When you looked a little closer, you could see there was someone else in the picture, a shadowed shape in the doorway. The quality of the light suggested that the photo was taken in the late afternoon.

“Big deal,” I said. Fisher said nothing.

The second photograph was of another street, or the same street from a different angle. It showed a man and woman walking together, shot from behind. They were fairly close together, and the man had his arm around the woman’s shoulders. From the angle at which the picture had been taken, it was impossible to tell whether this man was the one I’d seen in the photo on Amy’s phone. He was a little over average in height, wearing a suit, could be either blue or black, dark hair. You couldn’t see their faces, but the clothes the woman wore were the same as in the other photograph.

I glanced up. Fisher had his eyes elsewhere.

Photographs do lie, and one of the ways is by only capturing instants. Advertising people are tactile. Amy could have been walking along the street with a colleague or client, and he’d grabbed her shoulder to make some point or celebrate a corporate victory. Or she could have said she was cold and he’d momentarily looped his arm around her, awkward, feeling it was a man’s job to do something and knowing that convention allowed this brief intrusion on personal space. Captured at the right instant, frozen beyond their true duration, any of these gestures could have looked like more than they were. Or so I wanted to believe. “Where are these from?”

“Taken in Seattle last Friday,” Fisher said.

When I was also here in town. I took a long, slow breath. I’ve spent a lot of hours getting statements from witnesses. If you want them to talk, you have to let them. And you’re not allowed to hit them first.

“So talk,” I said.

He stood up. “Walk with me.”

Fisher led me out of the antiderelict enclosure around the coffeehouse and up First. He took us north for a couple blocks, then steered several rights and lefts.

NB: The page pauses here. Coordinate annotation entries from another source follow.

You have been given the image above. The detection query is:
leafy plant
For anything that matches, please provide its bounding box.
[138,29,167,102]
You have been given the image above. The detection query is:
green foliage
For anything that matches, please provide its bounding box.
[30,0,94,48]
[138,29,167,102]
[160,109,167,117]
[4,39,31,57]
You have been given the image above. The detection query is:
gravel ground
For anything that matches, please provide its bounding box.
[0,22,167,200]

“I told you my interest in the Anderson murders came from an estate,” he said as we walked. “A client of the firm. Name was Joseph Cranfield. Heard of him?”

“No. Should I?”

“I guess not. Old patriarchal business type. Tough, six foot and still square-shouldered in his late seventies. Started work at thirteen—one of those kids who had a job when he was in diapers, crawls around delivering papers with his teeth. You ever wonder how some people are ready from the get-go, looking for the main chance and knowing what to do when they find it?”

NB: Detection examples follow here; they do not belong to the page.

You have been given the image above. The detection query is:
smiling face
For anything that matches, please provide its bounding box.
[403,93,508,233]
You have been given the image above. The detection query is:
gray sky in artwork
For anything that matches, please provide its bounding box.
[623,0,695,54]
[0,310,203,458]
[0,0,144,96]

I’d met people like that in my own life, the ones who hit the ground running. I’d never thought too much about it, and I wasn’t in the mood to start now.

“I guess.”

“By the 1950s Joe was into failing mills in New England, turning them around and then reselling them. Soon as that was killed by overseas markets, he sidestepped to retail, franchises, anything that kept money coming in. From there into real estate, became a partner in some of the earliest supermalls in Illinois. It wasn’t like he never made a mistake. But he took the hits, moved on.”

“An American hero,” I said. “There should be statues everywhere.”

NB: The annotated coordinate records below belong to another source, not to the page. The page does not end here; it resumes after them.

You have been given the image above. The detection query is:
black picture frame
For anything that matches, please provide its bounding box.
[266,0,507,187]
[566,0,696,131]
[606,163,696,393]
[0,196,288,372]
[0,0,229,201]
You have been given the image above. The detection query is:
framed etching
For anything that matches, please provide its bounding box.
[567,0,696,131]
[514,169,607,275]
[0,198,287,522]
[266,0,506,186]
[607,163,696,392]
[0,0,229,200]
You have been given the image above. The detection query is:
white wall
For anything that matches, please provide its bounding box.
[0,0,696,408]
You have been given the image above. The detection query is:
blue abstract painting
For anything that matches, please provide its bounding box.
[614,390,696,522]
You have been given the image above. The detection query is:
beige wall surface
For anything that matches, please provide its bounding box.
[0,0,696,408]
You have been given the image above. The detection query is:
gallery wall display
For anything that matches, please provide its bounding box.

Gary nodded. “Right. Could have been the smuggest asshole to ever draw breath. I met him when I was fresh out of law school. After a couple weeks, they sent me to Cranfield’s office, to advise on some tiny thing. I was scared. I’m twenty-three, I’ve lucked into an all-star firm. If I fail this rite of passage, I’m history. So I show up in my new suit and shiny briefcase knowing that this is a meeting where my life can split two ways. My gastrointestinal tract was empty, I’ll tell you that.”

The thought of Gary Fisher being nervous was more compelling than what he was telling me, which appeared to have no bearing on any universe I cared about.